I’ve learned about a thousand other ways to prevent this from happening again. But at the risk of falling into the temptation for excuses and explaining and implied begging for absolution through public displays of repentance/remorse, i.e. making this all about me and my feelings (which was a big part of what caused the breach in the first place) and drawing even more attention to something that this person never wanted attention drawn to in the first place, this feels like the minimum of what I should share about the many horrifying reasons why/how this could happen, when I really should have known better and done better. Or when I did know better, but didn’t do better.
It hurts to hurt other people, especially beyond the scope where apology or retroactive self accountability can do anything to undo what has already been done.
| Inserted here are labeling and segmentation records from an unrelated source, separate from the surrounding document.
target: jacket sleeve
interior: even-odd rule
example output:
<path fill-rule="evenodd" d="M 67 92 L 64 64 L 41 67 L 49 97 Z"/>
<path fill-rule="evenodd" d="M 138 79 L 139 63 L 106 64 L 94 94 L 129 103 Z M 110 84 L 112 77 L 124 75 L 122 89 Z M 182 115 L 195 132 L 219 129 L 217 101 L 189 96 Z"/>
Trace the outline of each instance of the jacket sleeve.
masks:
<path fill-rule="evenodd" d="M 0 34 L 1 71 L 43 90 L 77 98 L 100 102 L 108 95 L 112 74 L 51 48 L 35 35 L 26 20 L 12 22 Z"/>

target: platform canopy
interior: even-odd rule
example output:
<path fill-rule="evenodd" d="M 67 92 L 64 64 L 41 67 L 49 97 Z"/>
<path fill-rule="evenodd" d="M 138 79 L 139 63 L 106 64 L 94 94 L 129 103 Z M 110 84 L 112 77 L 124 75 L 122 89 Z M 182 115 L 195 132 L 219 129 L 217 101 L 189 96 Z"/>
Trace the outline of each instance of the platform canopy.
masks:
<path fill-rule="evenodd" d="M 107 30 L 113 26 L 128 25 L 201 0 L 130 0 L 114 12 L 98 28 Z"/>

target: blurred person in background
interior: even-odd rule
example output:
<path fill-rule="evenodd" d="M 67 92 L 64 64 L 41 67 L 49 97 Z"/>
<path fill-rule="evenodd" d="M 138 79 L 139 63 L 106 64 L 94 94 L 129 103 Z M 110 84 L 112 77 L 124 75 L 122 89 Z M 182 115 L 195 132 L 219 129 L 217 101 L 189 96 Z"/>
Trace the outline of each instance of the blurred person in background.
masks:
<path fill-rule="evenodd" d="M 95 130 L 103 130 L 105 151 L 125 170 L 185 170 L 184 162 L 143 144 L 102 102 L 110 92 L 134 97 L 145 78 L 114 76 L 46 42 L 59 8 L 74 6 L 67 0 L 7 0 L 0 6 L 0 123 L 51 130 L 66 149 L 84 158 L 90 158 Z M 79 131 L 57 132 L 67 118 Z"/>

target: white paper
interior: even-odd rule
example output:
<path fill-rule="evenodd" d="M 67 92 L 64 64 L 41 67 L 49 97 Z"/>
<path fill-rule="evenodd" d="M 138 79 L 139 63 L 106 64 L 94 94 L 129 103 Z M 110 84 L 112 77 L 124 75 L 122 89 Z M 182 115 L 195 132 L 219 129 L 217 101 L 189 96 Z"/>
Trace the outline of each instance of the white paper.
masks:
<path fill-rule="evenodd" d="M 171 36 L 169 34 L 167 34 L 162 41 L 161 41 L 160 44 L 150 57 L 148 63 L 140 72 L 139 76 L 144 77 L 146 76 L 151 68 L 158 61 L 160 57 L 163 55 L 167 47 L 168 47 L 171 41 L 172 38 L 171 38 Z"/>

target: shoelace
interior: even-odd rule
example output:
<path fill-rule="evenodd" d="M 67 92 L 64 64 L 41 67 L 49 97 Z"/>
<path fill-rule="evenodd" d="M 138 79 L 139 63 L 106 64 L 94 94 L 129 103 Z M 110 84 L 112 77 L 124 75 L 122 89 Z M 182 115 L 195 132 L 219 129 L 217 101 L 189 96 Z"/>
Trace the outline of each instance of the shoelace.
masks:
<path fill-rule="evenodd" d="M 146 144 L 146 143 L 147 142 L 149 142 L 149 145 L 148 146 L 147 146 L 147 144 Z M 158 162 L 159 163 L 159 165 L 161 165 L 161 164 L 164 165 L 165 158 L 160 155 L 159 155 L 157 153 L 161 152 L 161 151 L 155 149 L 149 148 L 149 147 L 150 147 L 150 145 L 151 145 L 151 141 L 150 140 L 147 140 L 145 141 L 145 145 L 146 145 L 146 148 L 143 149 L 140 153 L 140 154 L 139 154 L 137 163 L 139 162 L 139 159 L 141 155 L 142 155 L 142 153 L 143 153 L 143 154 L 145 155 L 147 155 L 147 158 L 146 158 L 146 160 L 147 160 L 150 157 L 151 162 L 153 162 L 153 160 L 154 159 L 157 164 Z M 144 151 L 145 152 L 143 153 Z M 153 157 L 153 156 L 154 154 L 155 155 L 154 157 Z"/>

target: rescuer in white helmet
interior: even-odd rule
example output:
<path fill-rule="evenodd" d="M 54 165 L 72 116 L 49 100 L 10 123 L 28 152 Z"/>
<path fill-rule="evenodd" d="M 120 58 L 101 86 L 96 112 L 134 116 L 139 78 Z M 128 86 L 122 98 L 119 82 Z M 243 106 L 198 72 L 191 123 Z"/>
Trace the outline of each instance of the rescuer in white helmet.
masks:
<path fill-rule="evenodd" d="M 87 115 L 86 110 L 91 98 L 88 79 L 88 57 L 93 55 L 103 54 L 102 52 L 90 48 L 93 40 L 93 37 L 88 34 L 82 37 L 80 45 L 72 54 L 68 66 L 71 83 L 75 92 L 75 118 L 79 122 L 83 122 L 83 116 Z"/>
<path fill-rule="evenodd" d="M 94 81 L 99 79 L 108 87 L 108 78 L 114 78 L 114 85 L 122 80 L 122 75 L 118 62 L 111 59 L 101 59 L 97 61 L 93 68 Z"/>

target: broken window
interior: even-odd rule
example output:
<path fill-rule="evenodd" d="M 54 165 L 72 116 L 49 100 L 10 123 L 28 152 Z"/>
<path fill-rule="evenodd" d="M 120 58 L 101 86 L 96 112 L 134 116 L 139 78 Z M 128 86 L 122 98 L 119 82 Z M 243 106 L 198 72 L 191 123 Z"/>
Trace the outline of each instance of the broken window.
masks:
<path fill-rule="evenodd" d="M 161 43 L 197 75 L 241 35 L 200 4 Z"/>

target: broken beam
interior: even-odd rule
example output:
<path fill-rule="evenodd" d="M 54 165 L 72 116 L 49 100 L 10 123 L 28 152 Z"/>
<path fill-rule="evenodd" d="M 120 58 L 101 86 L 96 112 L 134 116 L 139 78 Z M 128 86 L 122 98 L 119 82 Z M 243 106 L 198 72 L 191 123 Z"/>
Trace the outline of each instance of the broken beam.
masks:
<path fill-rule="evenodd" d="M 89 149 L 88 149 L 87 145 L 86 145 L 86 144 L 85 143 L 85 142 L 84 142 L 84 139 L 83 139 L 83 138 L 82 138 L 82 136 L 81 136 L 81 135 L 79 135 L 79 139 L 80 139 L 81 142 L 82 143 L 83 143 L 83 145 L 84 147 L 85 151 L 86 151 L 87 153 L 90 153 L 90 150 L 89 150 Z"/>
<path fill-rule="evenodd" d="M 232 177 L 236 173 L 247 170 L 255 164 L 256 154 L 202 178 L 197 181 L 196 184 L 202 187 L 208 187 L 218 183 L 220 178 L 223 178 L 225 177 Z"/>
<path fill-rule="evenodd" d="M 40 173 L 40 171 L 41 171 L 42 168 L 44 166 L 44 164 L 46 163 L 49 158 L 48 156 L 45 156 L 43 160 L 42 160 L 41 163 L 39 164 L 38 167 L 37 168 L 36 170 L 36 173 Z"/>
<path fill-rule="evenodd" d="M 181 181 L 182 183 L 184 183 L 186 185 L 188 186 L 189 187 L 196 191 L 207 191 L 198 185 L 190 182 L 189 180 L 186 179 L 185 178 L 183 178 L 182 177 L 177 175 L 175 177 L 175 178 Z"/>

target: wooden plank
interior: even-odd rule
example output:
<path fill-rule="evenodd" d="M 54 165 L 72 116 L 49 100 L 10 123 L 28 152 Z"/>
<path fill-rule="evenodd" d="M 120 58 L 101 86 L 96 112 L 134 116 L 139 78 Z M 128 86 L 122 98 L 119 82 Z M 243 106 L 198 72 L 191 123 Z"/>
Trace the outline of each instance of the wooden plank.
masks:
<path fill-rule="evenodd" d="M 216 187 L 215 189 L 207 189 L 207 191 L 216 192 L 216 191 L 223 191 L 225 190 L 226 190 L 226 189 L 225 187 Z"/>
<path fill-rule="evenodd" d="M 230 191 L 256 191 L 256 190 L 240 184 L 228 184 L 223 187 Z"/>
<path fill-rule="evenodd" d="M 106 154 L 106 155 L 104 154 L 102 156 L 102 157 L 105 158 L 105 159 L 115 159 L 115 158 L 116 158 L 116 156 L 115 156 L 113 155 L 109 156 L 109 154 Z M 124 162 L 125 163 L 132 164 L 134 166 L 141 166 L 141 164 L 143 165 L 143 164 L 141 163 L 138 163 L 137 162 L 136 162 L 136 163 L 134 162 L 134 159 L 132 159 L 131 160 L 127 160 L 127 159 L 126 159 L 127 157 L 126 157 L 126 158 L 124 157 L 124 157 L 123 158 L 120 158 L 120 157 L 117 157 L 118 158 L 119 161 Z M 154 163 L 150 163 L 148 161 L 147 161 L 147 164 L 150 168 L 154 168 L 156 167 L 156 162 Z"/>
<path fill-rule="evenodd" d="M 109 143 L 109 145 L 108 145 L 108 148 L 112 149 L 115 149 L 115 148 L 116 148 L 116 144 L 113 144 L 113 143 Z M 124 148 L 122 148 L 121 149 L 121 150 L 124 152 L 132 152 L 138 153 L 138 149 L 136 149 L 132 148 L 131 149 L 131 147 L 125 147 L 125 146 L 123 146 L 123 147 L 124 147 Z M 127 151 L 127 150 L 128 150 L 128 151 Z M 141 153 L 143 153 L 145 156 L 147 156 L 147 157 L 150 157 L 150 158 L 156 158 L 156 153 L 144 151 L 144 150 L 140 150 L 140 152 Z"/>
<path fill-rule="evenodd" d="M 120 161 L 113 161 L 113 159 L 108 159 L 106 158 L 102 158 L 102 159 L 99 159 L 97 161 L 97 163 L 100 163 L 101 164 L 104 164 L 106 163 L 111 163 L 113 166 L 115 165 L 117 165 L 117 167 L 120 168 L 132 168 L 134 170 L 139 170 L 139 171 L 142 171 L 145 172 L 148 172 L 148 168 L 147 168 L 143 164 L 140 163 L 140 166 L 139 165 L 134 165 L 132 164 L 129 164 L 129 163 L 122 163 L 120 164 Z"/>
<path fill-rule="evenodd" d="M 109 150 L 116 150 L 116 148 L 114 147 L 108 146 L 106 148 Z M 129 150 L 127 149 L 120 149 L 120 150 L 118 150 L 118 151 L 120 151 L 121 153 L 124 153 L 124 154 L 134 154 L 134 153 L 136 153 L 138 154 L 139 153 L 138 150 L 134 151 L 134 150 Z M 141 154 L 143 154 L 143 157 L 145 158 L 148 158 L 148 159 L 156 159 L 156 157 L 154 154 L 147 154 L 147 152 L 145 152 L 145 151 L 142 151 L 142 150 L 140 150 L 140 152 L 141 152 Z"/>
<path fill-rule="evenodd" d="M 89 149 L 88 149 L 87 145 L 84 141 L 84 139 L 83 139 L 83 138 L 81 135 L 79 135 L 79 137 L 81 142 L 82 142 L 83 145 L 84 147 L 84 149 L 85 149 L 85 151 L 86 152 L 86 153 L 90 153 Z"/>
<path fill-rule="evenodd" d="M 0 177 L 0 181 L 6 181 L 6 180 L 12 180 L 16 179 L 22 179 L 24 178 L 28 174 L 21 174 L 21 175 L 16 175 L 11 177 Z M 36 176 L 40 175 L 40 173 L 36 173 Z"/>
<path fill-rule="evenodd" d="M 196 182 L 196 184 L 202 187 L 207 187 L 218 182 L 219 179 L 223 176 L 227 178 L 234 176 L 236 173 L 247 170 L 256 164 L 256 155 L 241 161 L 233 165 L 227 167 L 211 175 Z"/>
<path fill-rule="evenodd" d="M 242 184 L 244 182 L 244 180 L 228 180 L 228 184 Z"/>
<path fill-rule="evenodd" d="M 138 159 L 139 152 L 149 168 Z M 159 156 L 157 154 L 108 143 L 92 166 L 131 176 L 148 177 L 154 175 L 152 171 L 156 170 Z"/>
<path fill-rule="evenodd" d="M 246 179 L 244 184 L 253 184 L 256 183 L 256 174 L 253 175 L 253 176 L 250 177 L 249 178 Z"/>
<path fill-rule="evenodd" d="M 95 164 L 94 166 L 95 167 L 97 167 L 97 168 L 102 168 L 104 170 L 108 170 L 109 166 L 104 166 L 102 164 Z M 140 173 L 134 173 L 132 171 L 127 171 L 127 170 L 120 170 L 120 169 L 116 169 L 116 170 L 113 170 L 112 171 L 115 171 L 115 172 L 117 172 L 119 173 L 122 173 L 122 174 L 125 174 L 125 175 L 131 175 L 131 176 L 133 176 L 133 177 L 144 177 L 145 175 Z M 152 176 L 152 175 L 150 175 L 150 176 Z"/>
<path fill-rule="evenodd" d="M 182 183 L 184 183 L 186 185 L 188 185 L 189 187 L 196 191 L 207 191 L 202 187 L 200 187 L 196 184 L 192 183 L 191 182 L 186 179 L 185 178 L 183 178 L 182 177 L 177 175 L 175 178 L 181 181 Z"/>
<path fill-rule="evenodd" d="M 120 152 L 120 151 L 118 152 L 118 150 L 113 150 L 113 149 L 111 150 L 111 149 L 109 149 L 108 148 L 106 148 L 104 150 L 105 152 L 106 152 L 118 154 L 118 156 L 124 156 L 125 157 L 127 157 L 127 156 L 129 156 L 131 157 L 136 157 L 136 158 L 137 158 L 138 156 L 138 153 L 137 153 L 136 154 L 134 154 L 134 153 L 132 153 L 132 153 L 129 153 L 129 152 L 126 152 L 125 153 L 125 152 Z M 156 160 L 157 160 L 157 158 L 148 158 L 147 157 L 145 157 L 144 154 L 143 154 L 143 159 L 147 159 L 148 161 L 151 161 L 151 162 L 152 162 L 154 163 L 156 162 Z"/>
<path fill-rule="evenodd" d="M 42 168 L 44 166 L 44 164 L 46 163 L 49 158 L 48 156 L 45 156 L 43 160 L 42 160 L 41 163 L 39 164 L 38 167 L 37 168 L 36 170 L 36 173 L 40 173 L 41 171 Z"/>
And although I am not a licensed therapist and most of what happens in Holistic Housekeeping sessions is relegated to talking, listening, and decluttering, my work often touches on mental health and intimate relationships. So I completely understand and support you or any of my clients if you decide to unsubscribe or terminate our working relationship if this is a breach of trust for you, too. I see that there should be consequences when we fuck up in a way that affects someone else, and I’m willing to accept those consequences.
Sincerely, Alyssa
(Comments are off because I’m stepping off platform for a while and can’t moderate.)